Attorney General Jerry Brown announced today that he’s filed a civil lawsuit against former executives of CalPERS for securities fraud. The state’s public employee pension fund is the biggest in the country — with $200 billion in assets.
The attorney general says former CalPERS board member Alfred Villalobos worked as an agent for investment companies. He’d find investors to buy shares in private equity funds — and then collect a commission on the sale. The state’s lawsuit says Villalobos gave all kinds of lavish gifts to former CalPERS boss Federico Buenrostro.
Attorney General Brown says the aim was to influence the way the state’s giant public employee pension fund would invest its billions.

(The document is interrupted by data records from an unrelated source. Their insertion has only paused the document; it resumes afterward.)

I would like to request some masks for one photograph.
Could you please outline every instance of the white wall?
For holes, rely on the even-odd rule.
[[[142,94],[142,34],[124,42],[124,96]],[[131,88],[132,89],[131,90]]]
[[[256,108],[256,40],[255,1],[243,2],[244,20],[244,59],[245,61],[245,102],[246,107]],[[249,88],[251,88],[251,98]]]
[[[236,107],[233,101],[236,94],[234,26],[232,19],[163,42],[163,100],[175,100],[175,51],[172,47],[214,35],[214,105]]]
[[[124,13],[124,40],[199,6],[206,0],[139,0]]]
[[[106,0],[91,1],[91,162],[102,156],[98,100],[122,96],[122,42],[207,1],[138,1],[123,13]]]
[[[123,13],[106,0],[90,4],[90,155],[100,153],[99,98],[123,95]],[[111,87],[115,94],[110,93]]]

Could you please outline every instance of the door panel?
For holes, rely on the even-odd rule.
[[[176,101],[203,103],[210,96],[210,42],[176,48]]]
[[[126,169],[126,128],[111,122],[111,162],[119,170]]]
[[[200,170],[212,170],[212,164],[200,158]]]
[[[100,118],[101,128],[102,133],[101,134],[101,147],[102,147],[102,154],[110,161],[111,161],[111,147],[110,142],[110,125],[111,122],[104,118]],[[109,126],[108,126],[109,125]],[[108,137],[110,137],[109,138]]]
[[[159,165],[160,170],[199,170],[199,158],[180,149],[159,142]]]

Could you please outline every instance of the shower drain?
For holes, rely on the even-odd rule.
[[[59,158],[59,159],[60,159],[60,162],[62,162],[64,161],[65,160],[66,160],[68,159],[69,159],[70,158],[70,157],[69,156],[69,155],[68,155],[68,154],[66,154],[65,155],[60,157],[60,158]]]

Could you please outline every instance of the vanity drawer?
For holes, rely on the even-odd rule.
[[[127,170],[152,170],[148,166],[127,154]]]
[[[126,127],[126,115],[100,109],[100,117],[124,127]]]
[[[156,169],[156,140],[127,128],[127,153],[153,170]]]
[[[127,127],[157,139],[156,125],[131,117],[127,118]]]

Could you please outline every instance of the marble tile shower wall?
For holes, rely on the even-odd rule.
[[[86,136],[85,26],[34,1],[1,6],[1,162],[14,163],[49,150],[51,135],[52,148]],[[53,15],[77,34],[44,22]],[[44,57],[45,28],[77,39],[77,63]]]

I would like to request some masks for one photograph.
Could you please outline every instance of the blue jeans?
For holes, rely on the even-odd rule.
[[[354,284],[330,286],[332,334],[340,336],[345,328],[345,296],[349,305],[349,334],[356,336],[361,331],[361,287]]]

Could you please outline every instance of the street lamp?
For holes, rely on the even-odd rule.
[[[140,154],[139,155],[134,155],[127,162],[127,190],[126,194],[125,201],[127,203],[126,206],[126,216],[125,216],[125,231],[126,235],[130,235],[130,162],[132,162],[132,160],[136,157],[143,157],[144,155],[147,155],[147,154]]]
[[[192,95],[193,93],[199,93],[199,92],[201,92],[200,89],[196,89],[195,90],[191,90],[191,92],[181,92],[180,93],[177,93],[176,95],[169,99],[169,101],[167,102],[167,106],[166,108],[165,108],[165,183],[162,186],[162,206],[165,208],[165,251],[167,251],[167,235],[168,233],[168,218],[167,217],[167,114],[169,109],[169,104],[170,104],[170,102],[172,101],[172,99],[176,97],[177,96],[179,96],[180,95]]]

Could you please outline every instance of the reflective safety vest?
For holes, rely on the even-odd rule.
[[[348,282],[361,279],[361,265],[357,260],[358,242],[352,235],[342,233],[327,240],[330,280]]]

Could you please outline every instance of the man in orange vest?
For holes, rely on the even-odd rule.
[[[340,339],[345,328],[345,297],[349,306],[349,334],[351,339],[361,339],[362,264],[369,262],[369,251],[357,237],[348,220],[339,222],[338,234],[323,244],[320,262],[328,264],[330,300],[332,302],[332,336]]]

“We’re talking about around the world trips,” Brown said “We’re talking about limousine rides. We’re talking about promises of jobs. And all of that really doesn’t pass the smell test — and it doesn’t pass the tests of the laws of California.”
Brown says over a few years, CalPERS bought nearly $5 billion in equity funds from the company that employed Villalobos — and Villalobos collected $47 million dollars in commissions.
“We’re talking about civil servants of California and state and local government,” Brown said. “They don’t make a lot of money. They’re counting on these pensions. And this just becomes a treasure trove for people to live the high life.”
Brown — who’s running for governor — wants to recoup the $47 million in commissions. He’s seeking damages, too. Altogether, the attorney general says he hopes to restore $70 million to the CalPERS pension fund.
In a statement, CalPERS executives applauded Brown’s efforts.